Para Ligi’nde en zengin (Créme de la créme) 20 kulübün dışında yer alan ve sıralama dışı tutulan diğer 10 takım daha var ki, bunların içinde Stuttgart, New Castle United, Ajax, Benfica, Lazio, O.Marsilya, Napoli Corinthias gibi dev takımlar bulunuyor. Bu takımların toplam gelirleri de 1.1 milyar euroya ulaşıyor.
20 kulübün toplam gelirleri %8 arttı
Bu sıralamadaki kulüplerin gelirleri bir önceki yıla göre yüzde sekiz artarak, 5.4 milyar euroya yükseldi. Bu artışın getirdiği bir başka önemli nokta da, bu raporun ilk düzenlenmeye başlandığı 1996-97 yılında sadece 100 milyon euronun üzerinde geliri olan tek kulüp (Manchester United) varken, bu sene Para Ligi’nde yer alan 20 kulüp ve sıralama dışı tutulan diğer 10 kulüp de dahil olmak üzere 30 kulübün yılık gelirleri 100 milyon euro sınırını aştı.
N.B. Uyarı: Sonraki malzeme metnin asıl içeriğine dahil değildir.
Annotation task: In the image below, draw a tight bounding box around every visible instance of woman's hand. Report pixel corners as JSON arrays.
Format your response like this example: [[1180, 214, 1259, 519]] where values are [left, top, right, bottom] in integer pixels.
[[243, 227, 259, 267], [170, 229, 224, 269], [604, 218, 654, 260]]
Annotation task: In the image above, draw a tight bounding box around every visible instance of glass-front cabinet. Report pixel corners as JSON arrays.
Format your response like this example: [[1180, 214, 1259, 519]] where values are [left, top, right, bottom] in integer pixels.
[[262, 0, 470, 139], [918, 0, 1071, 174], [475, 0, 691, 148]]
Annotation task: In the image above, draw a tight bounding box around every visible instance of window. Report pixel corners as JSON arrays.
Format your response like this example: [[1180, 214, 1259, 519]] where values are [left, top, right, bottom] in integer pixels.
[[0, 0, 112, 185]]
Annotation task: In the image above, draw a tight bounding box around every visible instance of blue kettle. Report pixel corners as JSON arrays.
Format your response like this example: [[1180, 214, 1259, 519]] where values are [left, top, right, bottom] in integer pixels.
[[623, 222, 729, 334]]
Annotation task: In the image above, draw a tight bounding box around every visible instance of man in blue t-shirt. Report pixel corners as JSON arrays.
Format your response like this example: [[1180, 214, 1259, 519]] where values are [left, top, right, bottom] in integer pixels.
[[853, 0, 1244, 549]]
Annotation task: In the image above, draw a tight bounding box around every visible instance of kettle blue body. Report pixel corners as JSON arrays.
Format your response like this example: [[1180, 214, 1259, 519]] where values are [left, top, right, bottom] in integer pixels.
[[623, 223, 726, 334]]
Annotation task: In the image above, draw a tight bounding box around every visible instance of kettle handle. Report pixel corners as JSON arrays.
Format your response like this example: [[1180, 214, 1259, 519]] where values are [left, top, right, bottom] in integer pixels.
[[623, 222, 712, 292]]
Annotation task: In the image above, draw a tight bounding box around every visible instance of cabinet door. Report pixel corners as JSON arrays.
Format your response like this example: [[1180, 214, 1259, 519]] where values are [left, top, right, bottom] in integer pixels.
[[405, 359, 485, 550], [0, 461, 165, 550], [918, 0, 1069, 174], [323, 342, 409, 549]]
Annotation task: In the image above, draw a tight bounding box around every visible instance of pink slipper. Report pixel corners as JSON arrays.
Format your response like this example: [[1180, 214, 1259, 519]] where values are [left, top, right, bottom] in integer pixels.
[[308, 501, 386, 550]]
Para Ligi’nin tartışmasız lideri Real Madrid
Aralıksız sekiz senedir Para Ligi’nin lideri 500 milyon euroyu geçen yıllık geliriyle Real Madrid. Real Madrid’in geliri 518.9 milyon euroya ulaşırken, ikinci sırada La Liga’daki en büyük rakibi Barcelona 482.6 milyon euroluk geliriyle yer alıyor. Bu senenin iktisadi ve mali olarak en başarılı kulüplerinden birisi olan Bayern Münih Para Ligi’nde de tırmanmaya devam ediyor. 431,2 milyon euroluk geliriyle 3. Sırada bulunan Bayern aynı zamanda Avrupa’nın en fazla ticari gelir elde eden ikinci kulübü. (Aslında, Katarlı yatırım fonunun PSG ile yaptığı hülleli sponsorluk sözleşmesi dikkate alınmazsa, B.Münih Avrupa’nın gerçek anlamda en fazla ticari gelir elde eden kulübü konumunda). Bayern Münih her maçından 4.3 milyon euro gelir elde ederken, diğer taraftan sıfır borçlanmayla giden istisnai bir kulüp. Sir Alex Ferguson’dan sonra bir türlü belini doğrultamayan, Premier Lig’de şampiyonluk potasından ve Şampiyonlar Ligi sıralamasından uzaklaşan Manchester United ise, Para Ligi’nde de irtifa kaybetmeye devam ediyor. Geçen seneye göre bir sıra gerileyerek dördüncü sıraya inen Manchester United’ın sportif başarısızlığı, iktisadi ve mali performansta da geride kalmasına yol açmış görünüyor.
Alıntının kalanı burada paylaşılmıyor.